What was a time when you felt the “Inevitable failure” that you speak of? What does the concept of failure mean to you? I think I maybe would choose my words around that differently now, and say that..... difficult things will happen, but if you are able, you can learn from them. I think for me those difficult things were my father dying, a couple of close friends dying, always struggling with drinking and alcohol, breakdown of familial and romantic relationships, and always trying to win against my anxiety and depression. I think failure to me right now means being dishonest with myself about my behaviour, and being consciously in denial. And maybe failure to me right now means letting myself point fingers at other people when I could be looking at myself. But that's all the song too, right? Like don't beat yourself up too hard if these things do happen! There’s always tomorrow if you don’t be too reckless!
What takeaways do you hope a listener going through a similar experience may take away from this song? Haha I think I’ve probably already captured this but yeah – hey person! Things happen, and I know it's painful beyond belief. If you can, take tiny steps to be nice to yourself, try not to be too reckless and make sure you have someone around you can tell a joke to, even if it's a stranger, on a Tuesday night at some bar.
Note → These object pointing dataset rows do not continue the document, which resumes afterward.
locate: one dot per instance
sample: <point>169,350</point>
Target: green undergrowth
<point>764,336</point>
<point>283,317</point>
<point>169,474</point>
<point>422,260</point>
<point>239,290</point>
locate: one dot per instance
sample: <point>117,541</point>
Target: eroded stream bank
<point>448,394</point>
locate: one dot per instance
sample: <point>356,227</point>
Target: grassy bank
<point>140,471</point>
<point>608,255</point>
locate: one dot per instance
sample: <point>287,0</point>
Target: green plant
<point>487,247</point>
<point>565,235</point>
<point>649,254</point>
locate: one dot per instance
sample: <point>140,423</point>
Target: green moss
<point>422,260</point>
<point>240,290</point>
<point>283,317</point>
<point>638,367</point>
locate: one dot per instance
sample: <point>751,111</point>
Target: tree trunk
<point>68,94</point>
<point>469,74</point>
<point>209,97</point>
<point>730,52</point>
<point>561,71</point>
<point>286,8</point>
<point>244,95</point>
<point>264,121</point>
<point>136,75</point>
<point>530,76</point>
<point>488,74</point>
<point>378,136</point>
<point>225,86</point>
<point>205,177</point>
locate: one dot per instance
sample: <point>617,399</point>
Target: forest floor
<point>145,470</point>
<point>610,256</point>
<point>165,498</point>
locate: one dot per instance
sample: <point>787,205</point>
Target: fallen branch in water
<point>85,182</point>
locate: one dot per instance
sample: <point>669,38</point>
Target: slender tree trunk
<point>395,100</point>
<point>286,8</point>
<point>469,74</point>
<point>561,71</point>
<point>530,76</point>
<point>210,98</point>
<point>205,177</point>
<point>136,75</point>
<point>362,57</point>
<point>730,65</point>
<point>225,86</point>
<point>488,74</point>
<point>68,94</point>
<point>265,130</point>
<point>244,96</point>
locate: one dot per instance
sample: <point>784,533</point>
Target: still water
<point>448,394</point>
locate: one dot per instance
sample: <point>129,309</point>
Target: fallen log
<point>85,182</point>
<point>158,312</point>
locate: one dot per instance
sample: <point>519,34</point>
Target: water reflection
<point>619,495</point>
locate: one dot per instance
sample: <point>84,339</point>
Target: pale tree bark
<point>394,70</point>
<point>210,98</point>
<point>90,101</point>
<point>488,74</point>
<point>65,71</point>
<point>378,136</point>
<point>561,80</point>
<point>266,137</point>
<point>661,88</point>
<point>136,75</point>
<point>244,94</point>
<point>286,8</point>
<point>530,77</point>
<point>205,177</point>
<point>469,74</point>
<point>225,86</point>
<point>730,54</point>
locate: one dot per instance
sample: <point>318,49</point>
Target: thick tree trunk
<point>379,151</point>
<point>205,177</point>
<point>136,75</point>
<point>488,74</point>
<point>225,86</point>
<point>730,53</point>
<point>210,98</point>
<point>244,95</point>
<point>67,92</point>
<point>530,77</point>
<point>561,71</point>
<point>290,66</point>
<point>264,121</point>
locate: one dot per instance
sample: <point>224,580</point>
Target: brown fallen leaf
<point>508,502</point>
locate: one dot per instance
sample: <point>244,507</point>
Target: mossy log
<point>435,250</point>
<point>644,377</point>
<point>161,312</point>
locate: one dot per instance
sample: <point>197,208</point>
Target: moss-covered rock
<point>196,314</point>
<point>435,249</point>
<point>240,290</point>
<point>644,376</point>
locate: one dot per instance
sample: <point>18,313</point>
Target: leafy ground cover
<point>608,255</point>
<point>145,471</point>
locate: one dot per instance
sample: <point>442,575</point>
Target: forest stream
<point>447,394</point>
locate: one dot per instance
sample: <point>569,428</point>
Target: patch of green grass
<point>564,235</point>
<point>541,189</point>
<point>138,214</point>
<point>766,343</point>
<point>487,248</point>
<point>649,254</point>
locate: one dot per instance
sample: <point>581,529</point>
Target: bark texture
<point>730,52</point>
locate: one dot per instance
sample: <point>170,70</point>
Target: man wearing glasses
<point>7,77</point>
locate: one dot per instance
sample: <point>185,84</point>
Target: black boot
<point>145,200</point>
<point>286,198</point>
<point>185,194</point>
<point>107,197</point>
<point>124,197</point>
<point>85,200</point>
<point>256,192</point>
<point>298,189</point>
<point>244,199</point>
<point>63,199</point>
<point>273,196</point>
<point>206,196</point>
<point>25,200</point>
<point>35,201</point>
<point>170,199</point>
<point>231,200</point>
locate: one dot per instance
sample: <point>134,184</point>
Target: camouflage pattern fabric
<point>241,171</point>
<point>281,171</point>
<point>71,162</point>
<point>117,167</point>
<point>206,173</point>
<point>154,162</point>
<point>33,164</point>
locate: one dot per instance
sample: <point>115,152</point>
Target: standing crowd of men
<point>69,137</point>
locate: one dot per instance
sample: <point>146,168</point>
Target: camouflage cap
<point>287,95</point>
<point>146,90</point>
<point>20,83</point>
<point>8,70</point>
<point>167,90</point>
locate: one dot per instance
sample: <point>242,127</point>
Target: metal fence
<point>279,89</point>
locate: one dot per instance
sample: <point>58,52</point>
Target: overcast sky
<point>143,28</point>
What is it like to create art for your own music? Do you use it to further express your message? Or do you find yourself associating new meanings in the process?Doing my own art is something that I began doing a very long time ago, and gradually has become more and more important to me. It's another way that I can colour the world I guess I’m trying to create for myself. I like things that seem like they exist in their own universe, and with music and the visual art I feel like I’m making a more three dimensional place people(and I) can inhabit.
How does your self-made cover art encompass the overall essence of this song? I would love to know about the figures depicted and what meanings may lie within the small details.
The painting for “Drinkin' on a Tuesday” is a still from Cassavettes ‘Husbands’ – the famous scene where they are sitting around a table drinking and they make the woman sing. I love Cassavettes (although my favourite is ‘Opening Night’) and to me this scene has pieces of a tone I’m always trying to capture with my music and both hands- a desperate hilarious profound stunning escapade that can be as brutish or as lovely as you want at any given moment, underpinned by an indescribable joy and horror of being alive, no matter what. Or, at least until you’ve had enough.